Carson King, also known as CallMeCarson, is a 22-year-old Indiana-based content developer. He joined YouTube in 2011 and started uploading videos before launching his primary account on May 10, 2012.
His YouTube channel had over three million subscribers at its peak, but he’s only recently attracted public attention following charges that he groomed young viewers. As Carson returns to streaming and makes plans for the future year, many people are reconsidering the turmoil that has surrounded him.
What Made CallMeCarson Popular
Around the end of 2019, CallMeCarson’s popularity skyrocketed. The internet began to propagate a photograph of Carson crying (taken from a Minecraft feed in June). Users proceeded to reupload the image with alternative titles when Joe Swanson from the TV show Family Guy was patched into the image.
Carson’s channel only proceeded to grow once he and other broadcasters like jschlatt and Ted Nivison launched the now-defunct Lunch Club in January 2020, building on this success. A podcast, live streams, and a few YouTube vlogs and challenges were all produced by the group. However, Lunch Club was eventually terminated in November 2020, claiming COVID-19 as the reason.

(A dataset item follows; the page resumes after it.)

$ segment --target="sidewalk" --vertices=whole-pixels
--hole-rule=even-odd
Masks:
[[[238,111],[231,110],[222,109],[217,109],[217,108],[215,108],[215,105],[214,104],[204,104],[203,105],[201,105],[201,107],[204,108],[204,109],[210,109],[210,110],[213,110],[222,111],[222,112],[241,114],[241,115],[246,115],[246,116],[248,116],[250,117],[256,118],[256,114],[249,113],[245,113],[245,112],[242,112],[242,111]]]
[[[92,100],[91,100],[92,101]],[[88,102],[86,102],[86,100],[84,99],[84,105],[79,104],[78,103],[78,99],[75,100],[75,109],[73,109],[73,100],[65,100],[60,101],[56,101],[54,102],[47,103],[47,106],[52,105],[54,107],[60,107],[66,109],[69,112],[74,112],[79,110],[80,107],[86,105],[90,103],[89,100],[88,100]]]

CallMeCarson’s Grooming Allegations
Hugbox and Traves of the Lunch Club reported on January 4, 2021, that the group had disintegrated after Carson disclosed to them that he had exchanged sexual images with underage admirers. Later that day, Twitter user miniborb (whose account has since been deactivated) detailed her interactions with Carson and shared images of their Discord chats.
Carson’s acts were later condemned by other contributors such as Slimecicle, CScoop, jschlatt, and Ted Nivison. CallMeCarson has sparked heated debate, with some claiming that the two-to-three-year age gap between Carson and the recipients of his messages absolves him of any wrongdoing. Others have responded by claiming Carson exploited the children he messaged by leveraging his status as a YouTuber and abusing a power dynamic.
CallMeCarson’s Return to Streaming
give me a little bit longer 👍
— Bread (@CallMeCarsonYT) June 20, 2021
Carson ceased posting on his social media channels once word of his conduct spread. During this time (January 2021 to August 2021), Carson’s lone communication was a single Tweet on June 19 that said, “Give me a little bit longer.”
Then, on August 25, Carson posted a video to his YouTube account in which he declared that he would donate all of his Twitch proceeds to various charities for the following year.
CallMeCarson responded to potential critiques of this move by stating that the “Year of Charity” was not “an excuse to sweep problems under the rug.” “I’m doing this to transform a poor circumstance with a lot of eyes on it into something positive that will help a lot of people,” he continued.
Carson resumed streaming on September 1st. The majority of the users in his chat room expressed support for Carson, with the rare mention of this year’s events. Over the last decade, the gap between content providers and their audiences has narrowed dramatically.
This has huge ramifications, and situations like this necessitate a level of complexity that is impossible to achieve on the internet. If things are to change, so must the interactions between content creators and their audiences.